The privates were young enough to allow every military event to embolden their spirit. That was all. To them, the captain was a defeated man, but they wouldn’t show it: they loved Jimmy-Jimmy. More than any test at home, more than any big event in their own lives, the events on the way to Kajaki would define for them what it means to have your courage measured

and tested against other men. They had grown sure in their hearts that they knew more about real life. The captain was now adrift in the civvies’ lightweight world, so the night was about nostalgia, and that was fine. It was what the two soldiers had expected. ‘He’s never coming back,’ Flannigan said when Luke went off for a minute.

‘What, from the bogs?’ Dooley said.

‘No, you dickwad. To the army. He’s moved on, lad. He’s not coming back and that’s it.’
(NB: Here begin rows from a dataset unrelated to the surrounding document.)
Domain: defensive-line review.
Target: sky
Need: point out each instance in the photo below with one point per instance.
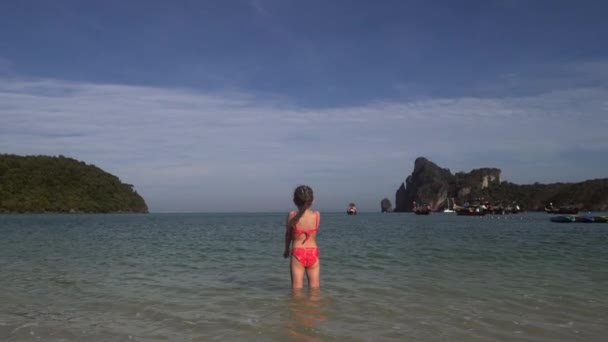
(215, 106)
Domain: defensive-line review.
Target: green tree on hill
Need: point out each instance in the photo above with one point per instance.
(60, 184)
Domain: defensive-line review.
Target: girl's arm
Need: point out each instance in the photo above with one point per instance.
(288, 234)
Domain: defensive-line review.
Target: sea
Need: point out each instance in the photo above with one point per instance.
(222, 277)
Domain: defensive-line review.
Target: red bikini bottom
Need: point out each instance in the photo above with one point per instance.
(307, 256)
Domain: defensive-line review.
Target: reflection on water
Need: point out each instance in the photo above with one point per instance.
(306, 310)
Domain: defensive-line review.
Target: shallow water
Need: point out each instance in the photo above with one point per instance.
(221, 277)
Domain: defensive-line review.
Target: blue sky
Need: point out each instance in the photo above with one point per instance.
(223, 106)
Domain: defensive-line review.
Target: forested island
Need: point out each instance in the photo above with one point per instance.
(434, 185)
(37, 184)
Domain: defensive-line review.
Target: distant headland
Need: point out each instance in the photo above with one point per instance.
(38, 184)
(434, 186)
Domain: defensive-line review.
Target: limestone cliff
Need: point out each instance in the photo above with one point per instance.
(432, 184)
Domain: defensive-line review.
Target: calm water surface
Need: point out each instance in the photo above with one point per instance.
(221, 277)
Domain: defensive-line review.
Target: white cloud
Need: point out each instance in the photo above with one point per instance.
(211, 146)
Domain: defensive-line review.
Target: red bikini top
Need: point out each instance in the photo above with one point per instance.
(306, 232)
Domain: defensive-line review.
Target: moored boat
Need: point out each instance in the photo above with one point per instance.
(421, 209)
(352, 209)
(570, 209)
(470, 211)
(579, 219)
(563, 219)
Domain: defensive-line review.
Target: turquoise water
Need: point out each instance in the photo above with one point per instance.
(221, 277)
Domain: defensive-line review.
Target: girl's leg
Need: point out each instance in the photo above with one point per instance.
(313, 275)
(297, 274)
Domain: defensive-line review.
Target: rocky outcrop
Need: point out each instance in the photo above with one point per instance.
(432, 184)
(386, 206)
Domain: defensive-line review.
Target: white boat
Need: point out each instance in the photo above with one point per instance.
(447, 207)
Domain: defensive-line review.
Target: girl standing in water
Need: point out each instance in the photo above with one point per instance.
(301, 234)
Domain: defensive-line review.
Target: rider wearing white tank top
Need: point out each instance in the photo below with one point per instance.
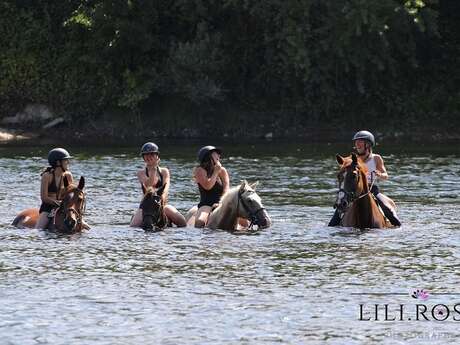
(363, 143)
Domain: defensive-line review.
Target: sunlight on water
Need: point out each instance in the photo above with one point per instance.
(297, 282)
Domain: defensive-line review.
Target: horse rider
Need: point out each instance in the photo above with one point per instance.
(363, 142)
(212, 180)
(152, 175)
(52, 186)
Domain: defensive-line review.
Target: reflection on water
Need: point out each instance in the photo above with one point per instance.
(293, 283)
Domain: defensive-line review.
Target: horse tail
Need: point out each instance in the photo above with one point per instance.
(18, 220)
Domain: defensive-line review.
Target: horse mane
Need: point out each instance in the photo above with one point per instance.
(226, 198)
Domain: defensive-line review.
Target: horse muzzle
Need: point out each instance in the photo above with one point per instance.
(263, 220)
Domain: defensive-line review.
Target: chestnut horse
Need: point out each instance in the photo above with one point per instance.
(153, 216)
(68, 216)
(239, 202)
(355, 202)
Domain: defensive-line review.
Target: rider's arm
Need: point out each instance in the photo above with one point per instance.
(202, 178)
(69, 177)
(225, 179)
(381, 172)
(46, 180)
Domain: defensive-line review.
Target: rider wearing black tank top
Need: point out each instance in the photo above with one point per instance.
(212, 180)
(159, 185)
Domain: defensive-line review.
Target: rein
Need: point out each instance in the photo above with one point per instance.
(252, 215)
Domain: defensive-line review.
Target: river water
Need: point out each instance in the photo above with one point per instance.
(298, 282)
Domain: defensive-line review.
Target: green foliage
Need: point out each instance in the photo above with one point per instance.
(313, 59)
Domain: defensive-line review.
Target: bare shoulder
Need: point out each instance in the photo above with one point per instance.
(47, 176)
(378, 158)
(164, 171)
(199, 171)
(69, 176)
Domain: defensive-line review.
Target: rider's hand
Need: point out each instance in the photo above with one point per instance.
(217, 166)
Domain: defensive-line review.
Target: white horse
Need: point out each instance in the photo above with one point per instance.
(238, 202)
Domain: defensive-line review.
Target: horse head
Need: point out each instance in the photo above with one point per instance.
(250, 206)
(152, 210)
(352, 182)
(69, 215)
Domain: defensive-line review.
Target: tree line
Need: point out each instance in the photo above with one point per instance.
(308, 59)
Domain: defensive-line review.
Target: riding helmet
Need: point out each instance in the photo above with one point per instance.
(365, 135)
(149, 148)
(207, 150)
(56, 155)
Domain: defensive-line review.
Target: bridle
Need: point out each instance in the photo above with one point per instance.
(351, 195)
(253, 215)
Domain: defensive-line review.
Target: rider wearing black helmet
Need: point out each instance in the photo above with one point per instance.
(363, 142)
(159, 178)
(212, 180)
(52, 185)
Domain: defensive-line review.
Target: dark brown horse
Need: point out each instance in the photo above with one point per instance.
(355, 202)
(68, 217)
(153, 216)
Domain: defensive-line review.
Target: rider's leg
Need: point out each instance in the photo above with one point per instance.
(387, 211)
(136, 221)
(43, 221)
(202, 215)
(335, 220)
(175, 216)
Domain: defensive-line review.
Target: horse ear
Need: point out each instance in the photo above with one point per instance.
(66, 181)
(81, 183)
(254, 185)
(243, 185)
(339, 159)
(354, 158)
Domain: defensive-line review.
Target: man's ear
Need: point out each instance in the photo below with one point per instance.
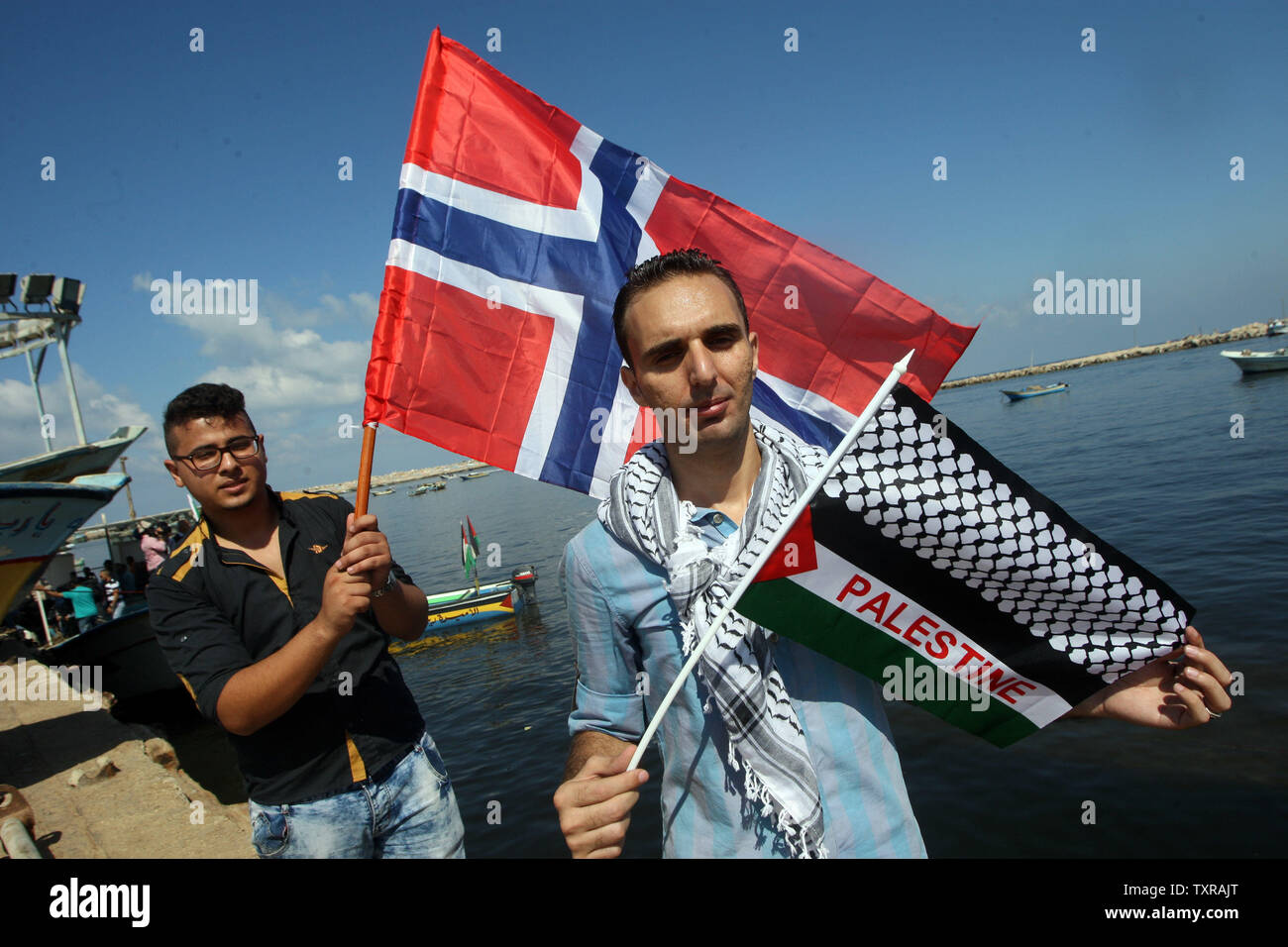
(172, 467)
(632, 384)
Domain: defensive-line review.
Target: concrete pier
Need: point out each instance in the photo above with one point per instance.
(104, 789)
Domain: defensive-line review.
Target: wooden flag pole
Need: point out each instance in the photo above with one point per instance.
(369, 453)
(789, 521)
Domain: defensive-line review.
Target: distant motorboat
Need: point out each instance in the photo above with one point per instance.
(1034, 390)
(1253, 363)
(487, 602)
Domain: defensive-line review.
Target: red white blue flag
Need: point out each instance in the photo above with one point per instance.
(514, 230)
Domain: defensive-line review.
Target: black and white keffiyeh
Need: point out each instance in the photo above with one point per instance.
(765, 738)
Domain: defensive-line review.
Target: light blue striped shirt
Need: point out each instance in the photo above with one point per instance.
(629, 654)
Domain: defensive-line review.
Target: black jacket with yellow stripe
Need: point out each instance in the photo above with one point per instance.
(217, 611)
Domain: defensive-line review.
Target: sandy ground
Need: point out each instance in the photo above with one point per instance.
(149, 808)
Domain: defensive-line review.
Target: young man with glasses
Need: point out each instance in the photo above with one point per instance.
(275, 612)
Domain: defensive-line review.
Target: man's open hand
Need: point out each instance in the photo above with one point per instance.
(1166, 696)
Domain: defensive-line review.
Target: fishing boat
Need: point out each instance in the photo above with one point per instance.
(125, 648)
(1254, 363)
(1034, 390)
(482, 603)
(68, 463)
(37, 518)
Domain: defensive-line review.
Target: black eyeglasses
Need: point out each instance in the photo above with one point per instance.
(210, 458)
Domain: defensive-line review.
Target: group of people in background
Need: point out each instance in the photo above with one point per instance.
(88, 598)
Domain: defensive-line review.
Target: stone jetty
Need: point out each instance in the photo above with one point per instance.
(1252, 330)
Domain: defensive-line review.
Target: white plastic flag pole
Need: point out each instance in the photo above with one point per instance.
(789, 521)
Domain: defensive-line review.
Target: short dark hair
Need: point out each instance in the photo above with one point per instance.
(656, 269)
(202, 401)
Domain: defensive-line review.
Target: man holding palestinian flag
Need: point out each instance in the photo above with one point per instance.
(778, 749)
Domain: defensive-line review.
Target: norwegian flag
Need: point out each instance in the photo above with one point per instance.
(514, 230)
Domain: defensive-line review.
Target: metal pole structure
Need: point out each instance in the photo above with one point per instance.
(40, 405)
(63, 331)
(129, 496)
(44, 620)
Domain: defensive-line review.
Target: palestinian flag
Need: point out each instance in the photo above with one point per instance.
(469, 552)
(475, 538)
(927, 566)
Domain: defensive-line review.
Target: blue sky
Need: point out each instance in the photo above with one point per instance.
(222, 163)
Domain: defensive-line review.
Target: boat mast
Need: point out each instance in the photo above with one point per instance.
(30, 330)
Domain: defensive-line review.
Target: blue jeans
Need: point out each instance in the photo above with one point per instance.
(410, 814)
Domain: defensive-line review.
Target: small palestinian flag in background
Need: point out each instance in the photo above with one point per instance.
(469, 548)
(923, 558)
‘Wish it was me,’ Dooley said.

‘No, you don’t.’

Three pints. Three rums.

‘Christ on a bike, Jimmy-Jimmy. Rum! Have you gone and bought your sailor whites and joined the fucken Andrew?’

‘Bite my todger, Flannigan.’

‘They will, man,’ Dooley said. ‘The Andrew, the British navy. They’ll chomp off your birthday sausage and spit it into the English Channel.’ He leaned over to clink glasses again. ‘Come on,’ he said. ‘Let’s get debaucherous.’

‘Debauched,’ Luke said.

‘Whatever.’

They drank in silence for a moment and then Dooley stuck his hand in his pocket and produced a bag. ‘E, anyone?’

‘Shocking behaviour,’ Flannigan said. Then he poked his fingers into the bag and took out two pills. He swallowed one immediately with a mouthful of rum and the other he slid into the breast pocket of his jacket.